Sex discrimination and maternity
Section 18 of the Equality Act 2010 deals specifically with pregnancy and maternity discrimination.
A woman bringing a claim under section 18 does not need to show that a male comparator would have been treated more favourably (they can't, because men cannot be pregnant or go on maternity leave). In normal direct discrimination claims under section 13, employees need to provide details of a comparator who was treated more favourably than them in comparable circumstances.
In City of London Police v Geldart, the employee was a police officer. During her maternity leave she was paid full pay for 13 weeks, half pay for ten weeks and then statutory maternity pay for the remaining period. She was contractually entitled to a London allowance of £4338 per year. The employer paid the allowance at the same rates as her normal pay – full allowance for 13 weeks, then half allowance for ten weeks and then no allowance until she came back to work. The employee said the allowance should not have been reduced. She brought claims for direct sex discrimination under section 13, rather than using section 18.
The employment tribunal upheld her claim. The police rules governing the reductions in pay for maternity leave did not apply to the allowance. Not paying her the allowance whilst on maternity leave was direct sex discrimination. The employer appealed. Among other things, the employer argued that she had brought her claim under section 13 – direct discrimination – and therefore needed to show a comparator who would have been treated more favourably in comparable circumstances.
The EAT agreed with the employment tribunal.
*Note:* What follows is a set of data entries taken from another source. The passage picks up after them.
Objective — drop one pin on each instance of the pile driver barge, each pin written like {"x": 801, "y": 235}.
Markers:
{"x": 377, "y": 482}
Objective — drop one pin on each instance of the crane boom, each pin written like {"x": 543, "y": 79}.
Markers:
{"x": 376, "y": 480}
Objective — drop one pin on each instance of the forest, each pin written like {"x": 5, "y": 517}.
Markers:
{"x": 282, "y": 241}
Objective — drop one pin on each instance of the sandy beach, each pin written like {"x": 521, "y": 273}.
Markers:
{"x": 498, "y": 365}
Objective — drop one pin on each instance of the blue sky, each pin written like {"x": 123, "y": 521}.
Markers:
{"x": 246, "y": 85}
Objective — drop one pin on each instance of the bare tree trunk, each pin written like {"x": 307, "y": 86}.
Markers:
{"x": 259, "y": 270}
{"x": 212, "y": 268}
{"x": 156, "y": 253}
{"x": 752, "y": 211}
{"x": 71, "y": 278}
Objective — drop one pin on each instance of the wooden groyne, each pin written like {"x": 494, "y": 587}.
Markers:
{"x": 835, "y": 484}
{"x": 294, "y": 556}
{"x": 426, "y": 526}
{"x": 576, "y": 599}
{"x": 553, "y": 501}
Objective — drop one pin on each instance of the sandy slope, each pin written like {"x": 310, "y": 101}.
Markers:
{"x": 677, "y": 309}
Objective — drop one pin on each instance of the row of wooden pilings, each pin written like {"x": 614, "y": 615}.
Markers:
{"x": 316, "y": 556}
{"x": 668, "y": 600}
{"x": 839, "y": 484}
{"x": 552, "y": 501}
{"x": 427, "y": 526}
The workplace rules about the allowance simply said that London officers would receive a London allowance. The employee remained a London police officer during maternity leave and was therefore entitled to the allowance. The EAT confirmed that a woman on maternity leave is in a special position. If they are treated less favourably due to pregnancy or maternity leave, they do not need to prove that a man would have been treated differently. This is the case regardless of which section of the Equality Act 2010 they choose to rely on when bringing their claim.